As an Asian American woman watching it, I cringed. What kind of stereotypes and racist sentiments do you think she perpetuated with that performance? Asian women are all the same. Asian cultures are…magical. Perry fails to pay attention to the nuances of each unique culture she shamelessly mixes together. As someone who has dealt with a lot of “What are you? You must be Chinese because all Asians are,” I don’t blame anyone for being irked by the singer’s performance.
Perry’s restrictive stereotypical portrayal of Asians hits our community hard because it suggests a number of stereotypes are acceptable —that there is no distinction between the many different cultures, and that Asians are like “China dolls” and “model minorities,” flawless in their looks and love. The Japanese American Citizens League (JACL) in Seattle has spoken out about the performance calling it “careless,” and laden with stereotypes “in an attempt to create a Japanese aesthetic.” Take note of Perry’s non-Asian background dancers wearing heavy makeup to make them look “Asian.” It’s not so different from the blackface costume Julianne Hough received criticism for when she dressed up as Orange is the New Black’s Crazy Eyes for Halloween.
There’s already enough of this imagery in the media to last a lifetime, and Perry’s performance is further perpetuating the hullaballoo that confines Asian Americans to a one-dimensional set of standards and expectations.
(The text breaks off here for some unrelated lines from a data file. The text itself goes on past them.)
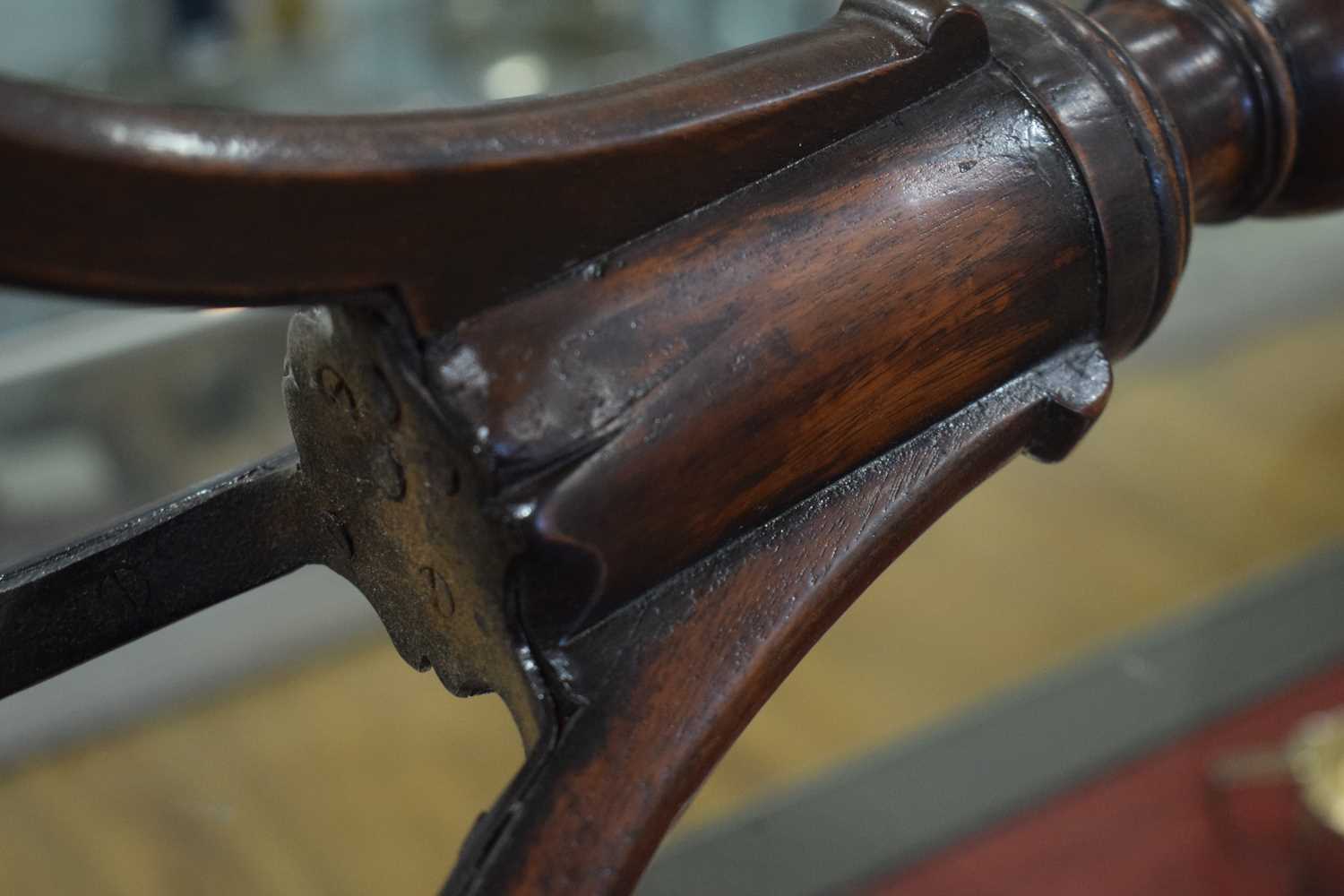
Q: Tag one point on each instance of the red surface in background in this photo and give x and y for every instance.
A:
(1155, 826)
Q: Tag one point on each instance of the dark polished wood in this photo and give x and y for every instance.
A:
(685, 362)
(456, 211)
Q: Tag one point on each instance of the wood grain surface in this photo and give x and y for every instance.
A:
(1199, 476)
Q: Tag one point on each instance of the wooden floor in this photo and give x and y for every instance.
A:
(355, 775)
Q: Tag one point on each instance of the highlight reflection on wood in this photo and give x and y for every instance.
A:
(1198, 476)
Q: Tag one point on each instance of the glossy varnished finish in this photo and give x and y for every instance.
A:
(1308, 31)
(685, 362)
(744, 358)
(668, 684)
(1228, 90)
(454, 211)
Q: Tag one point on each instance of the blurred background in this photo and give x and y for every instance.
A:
(1185, 563)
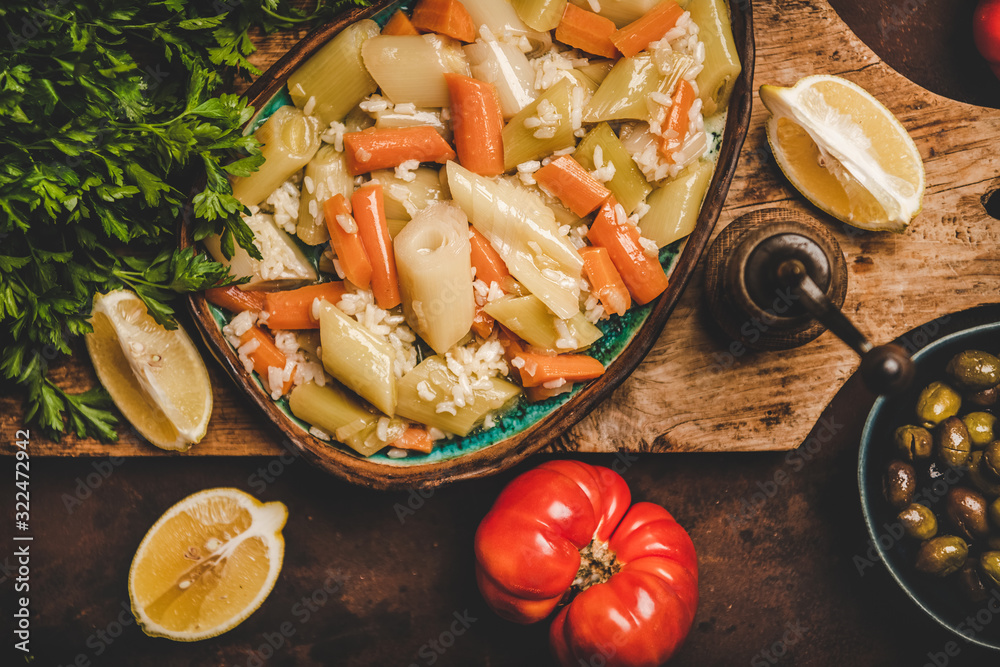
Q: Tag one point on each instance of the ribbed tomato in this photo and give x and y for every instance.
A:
(986, 31)
(564, 532)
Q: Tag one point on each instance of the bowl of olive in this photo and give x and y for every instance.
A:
(929, 476)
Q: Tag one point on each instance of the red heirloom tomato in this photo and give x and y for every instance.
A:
(986, 31)
(564, 532)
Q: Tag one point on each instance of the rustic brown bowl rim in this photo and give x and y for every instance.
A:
(506, 453)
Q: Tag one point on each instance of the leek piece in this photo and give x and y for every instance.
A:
(628, 185)
(439, 380)
(540, 14)
(335, 78)
(411, 68)
(597, 70)
(391, 118)
(327, 172)
(501, 19)
(395, 226)
(290, 139)
(434, 261)
(722, 63)
(404, 199)
(622, 12)
(359, 359)
(524, 233)
(331, 409)
(505, 67)
(523, 144)
(528, 317)
(624, 92)
(674, 206)
(357, 120)
(283, 264)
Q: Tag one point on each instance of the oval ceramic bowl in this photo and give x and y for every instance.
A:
(525, 428)
(939, 599)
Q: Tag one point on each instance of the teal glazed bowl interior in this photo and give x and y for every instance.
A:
(526, 427)
(940, 599)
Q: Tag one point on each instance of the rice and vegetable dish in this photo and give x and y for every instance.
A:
(454, 202)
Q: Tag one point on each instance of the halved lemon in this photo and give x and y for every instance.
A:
(154, 375)
(845, 152)
(206, 564)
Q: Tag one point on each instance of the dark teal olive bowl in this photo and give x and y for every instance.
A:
(941, 599)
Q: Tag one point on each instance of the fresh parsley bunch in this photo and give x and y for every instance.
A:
(108, 115)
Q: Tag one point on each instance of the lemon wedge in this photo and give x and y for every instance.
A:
(155, 376)
(206, 564)
(845, 152)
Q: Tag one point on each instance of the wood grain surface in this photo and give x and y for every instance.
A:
(698, 390)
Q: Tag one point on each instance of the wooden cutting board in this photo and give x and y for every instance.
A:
(698, 390)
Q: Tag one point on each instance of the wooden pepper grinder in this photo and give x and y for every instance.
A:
(776, 279)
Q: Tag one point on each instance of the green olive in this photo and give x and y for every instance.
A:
(974, 370)
(994, 513)
(984, 398)
(953, 442)
(971, 583)
(918, 521)
(966, 510)
(913, 442)
(900, 484)
(942, 555)
(991, 457)
(990, 564)
(980, 427)
(985, 482)
(936, 403)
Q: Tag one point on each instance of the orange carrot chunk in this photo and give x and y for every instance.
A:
(415, 438)
(399, 24)
(482, 323)
(512, 346)
(265, 356)
(642, 274)
(490, 267)
(385, 148)
(369, 212)
(292, 309)
(446, 17)
(651, 27)
(346, 242)
(477, 120)
(570, 183)
(234, 299)
(539, 369)
(606, 283)
(678, 120)
(587, 31)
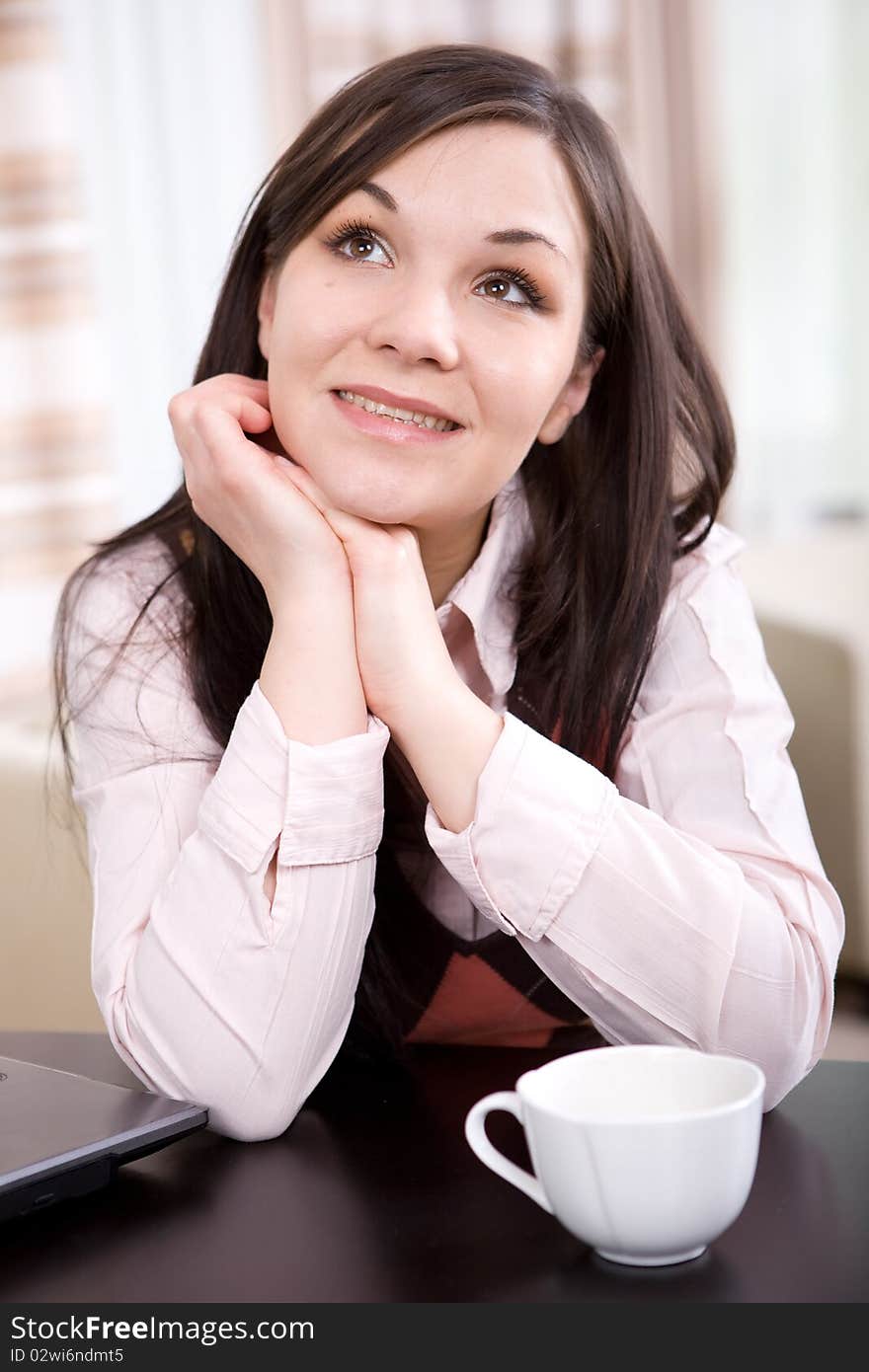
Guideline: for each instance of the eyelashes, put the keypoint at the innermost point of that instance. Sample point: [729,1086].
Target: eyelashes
[361,229]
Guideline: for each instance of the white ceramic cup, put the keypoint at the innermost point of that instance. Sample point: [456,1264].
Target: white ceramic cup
[646,1153]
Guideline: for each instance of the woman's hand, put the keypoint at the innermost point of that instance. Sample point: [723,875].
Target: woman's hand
[398,643]
[242,489]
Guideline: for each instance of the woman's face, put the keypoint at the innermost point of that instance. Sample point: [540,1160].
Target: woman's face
[423,287]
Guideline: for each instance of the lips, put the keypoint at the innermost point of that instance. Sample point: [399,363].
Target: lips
[400,402]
Her performance continues to mystify Asian cultures, which only results in ignorance.
In an effort to prevent this from happening again, JACL reminds entertainment companies that “While audience approval is important, caution must also be the byword to avoid denigrating and marginalizing a portion of that viewership.”
The pop star’s intentions were probably harmless, but it’s important to be mindful of how such a skit could impact audiences cross-culturally. Ultimately, it’s okay to think something was off about the performance. It’s okay to be offended. What isn’t okay is staying silent about it.